Entre los reajustes mencionados aparecen algunos interesantes: por ejemplo, al ser descubierta por los medios de comunicación la chica no se transforma en un objeto de caza para los intolerantes o supersticiosos sino en un fenómeno de moda presa de los papparazzis.
También es sugestiva la analogía entre la forma en que conoce Penélope a Max y la manera en que muchas personas se relacionan hoy día a través de las distintas medios sociales de internet (Messenger, Facebook, etc). Aunque, como es habitual, la hipotética moraleja del film (el de aceptar/se tal cual es) es negada sobre el final ya que Penélope no sólo se transforma en una chica normal, sino en una con plata y que está bastante fuerte.

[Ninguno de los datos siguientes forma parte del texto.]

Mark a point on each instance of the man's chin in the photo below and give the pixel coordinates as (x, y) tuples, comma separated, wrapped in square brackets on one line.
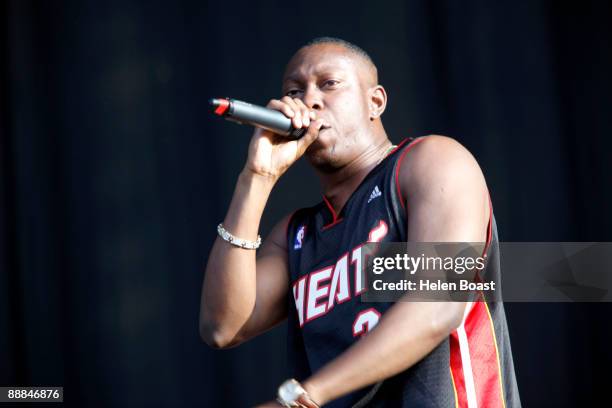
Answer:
[(322, 156)]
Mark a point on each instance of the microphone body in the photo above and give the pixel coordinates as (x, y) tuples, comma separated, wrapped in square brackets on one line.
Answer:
[(249, 114)]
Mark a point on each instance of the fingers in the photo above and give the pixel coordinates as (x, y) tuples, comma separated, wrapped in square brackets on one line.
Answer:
[(294, 108)]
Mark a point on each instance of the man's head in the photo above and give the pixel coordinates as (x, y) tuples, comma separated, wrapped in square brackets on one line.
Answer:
[(339, 81)]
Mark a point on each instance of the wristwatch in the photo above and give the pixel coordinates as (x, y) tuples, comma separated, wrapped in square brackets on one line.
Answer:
[(291, 394)]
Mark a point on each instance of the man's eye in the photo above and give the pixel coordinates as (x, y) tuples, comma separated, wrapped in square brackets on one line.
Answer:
[(330, 82)]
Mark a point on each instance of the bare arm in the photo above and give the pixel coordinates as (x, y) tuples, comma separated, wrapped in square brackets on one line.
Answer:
[(244, 294), (445, 205)]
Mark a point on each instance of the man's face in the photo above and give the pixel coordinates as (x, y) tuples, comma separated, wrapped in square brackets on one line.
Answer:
[(334, 83)]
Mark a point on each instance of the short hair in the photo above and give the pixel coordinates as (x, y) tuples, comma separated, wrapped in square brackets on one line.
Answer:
[(343, 43)]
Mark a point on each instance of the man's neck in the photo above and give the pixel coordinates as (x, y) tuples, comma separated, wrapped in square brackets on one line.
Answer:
[(339, 185)]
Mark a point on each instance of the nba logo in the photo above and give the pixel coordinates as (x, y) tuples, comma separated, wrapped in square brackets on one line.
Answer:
[(299, 237)]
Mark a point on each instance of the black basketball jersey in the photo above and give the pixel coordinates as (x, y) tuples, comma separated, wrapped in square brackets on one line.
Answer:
[(471, 368)]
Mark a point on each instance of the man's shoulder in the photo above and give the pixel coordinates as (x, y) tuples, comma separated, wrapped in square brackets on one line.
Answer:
[(436, 161)]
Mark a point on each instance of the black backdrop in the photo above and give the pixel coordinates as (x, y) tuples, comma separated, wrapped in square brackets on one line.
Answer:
[(114, 175)]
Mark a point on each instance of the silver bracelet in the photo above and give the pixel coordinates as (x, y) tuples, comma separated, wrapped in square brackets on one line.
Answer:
[(239, 242)]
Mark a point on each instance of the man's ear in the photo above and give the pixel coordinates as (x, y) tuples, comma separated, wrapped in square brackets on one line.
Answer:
[(377, 101)]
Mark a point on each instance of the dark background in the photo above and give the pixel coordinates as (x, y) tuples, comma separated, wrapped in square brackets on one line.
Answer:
[(114, 175)]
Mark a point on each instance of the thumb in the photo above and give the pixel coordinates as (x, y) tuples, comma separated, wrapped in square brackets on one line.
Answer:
[(311, 135)]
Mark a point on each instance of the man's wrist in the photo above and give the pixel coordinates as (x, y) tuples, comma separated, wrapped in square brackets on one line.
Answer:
[(264, 180), (293, 394), (314, 391)]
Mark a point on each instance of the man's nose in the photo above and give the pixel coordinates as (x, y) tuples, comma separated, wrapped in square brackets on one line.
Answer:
[(312, 98)]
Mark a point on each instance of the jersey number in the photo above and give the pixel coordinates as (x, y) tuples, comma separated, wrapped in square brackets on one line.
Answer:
[(365, 321)]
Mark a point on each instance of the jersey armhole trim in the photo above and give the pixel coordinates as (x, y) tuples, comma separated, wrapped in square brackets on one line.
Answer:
[(398, 167)]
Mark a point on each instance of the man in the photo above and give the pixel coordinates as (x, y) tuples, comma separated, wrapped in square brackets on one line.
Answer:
[(427, 190)]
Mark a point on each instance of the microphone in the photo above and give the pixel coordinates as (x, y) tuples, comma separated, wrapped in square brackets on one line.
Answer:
[(246, 113)]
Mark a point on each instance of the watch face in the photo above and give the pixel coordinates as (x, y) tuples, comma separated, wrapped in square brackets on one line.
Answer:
[(290, 391)]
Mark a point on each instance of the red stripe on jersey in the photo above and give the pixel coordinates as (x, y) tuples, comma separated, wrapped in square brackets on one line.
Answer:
[(457, 371), (483, 355)]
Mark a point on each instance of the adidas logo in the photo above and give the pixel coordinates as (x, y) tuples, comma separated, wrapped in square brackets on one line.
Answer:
[(375, 193)]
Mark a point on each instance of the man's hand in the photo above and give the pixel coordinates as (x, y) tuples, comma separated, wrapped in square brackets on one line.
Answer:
[(270, 155)]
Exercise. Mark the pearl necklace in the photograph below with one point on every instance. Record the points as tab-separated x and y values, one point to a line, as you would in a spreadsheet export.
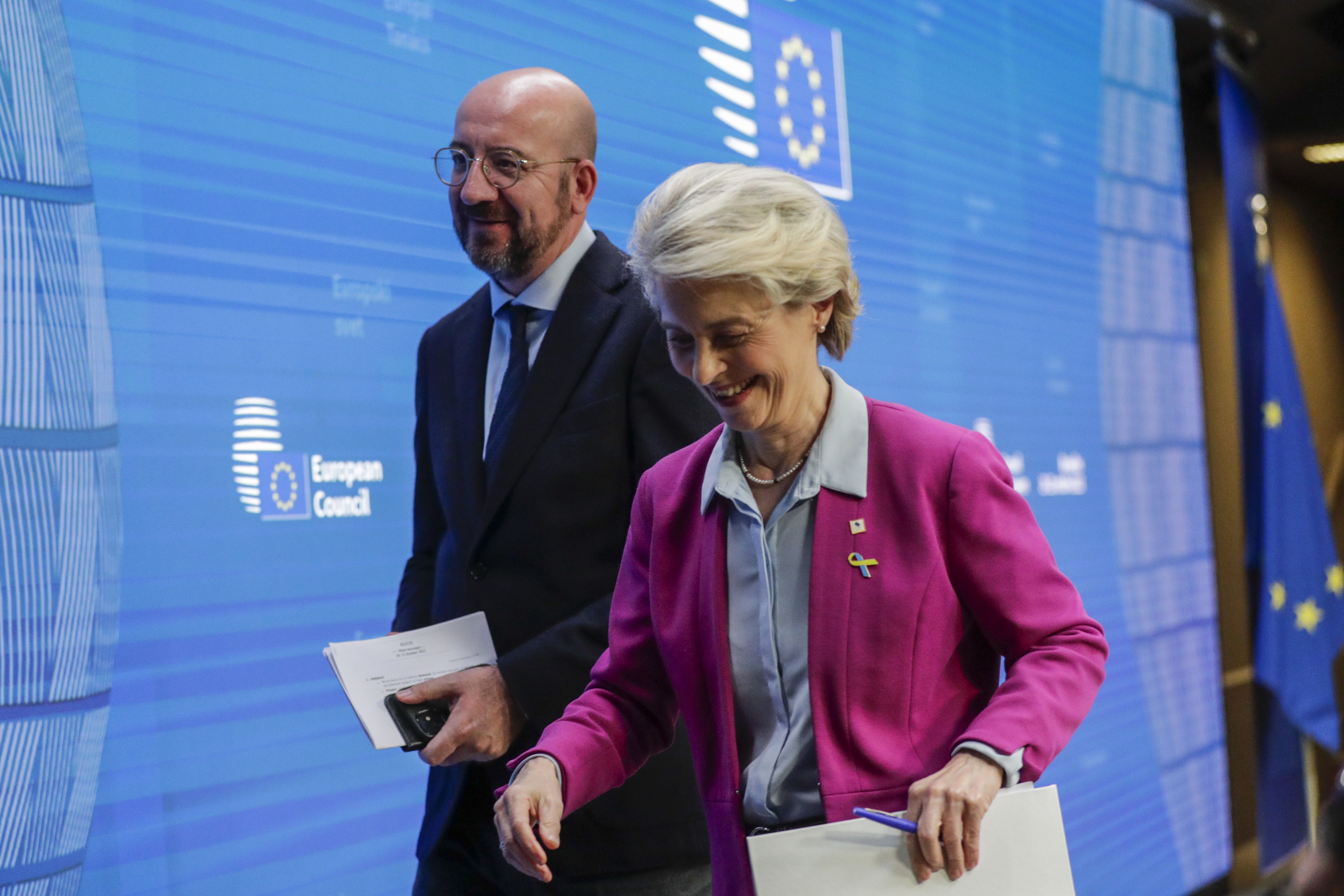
776	480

Extrínsecamente, lo bueno de la película viene al final, cuando todo es irremediablemente feliz y comienza a sonar, a modo de corolario de tal dicha, el tema Hoppipolla de Sigur Rós. Se podrá decir que como mérito es bastante modesto, pero no importa, porque el tema en cuestión representa perfectamente lo apoteótico y quizás eso explique porque a uno le surgen unas tremendas ganas de imitar a Roberto Quenedi y ponerse a cantar en un inevitable islandés de mierda.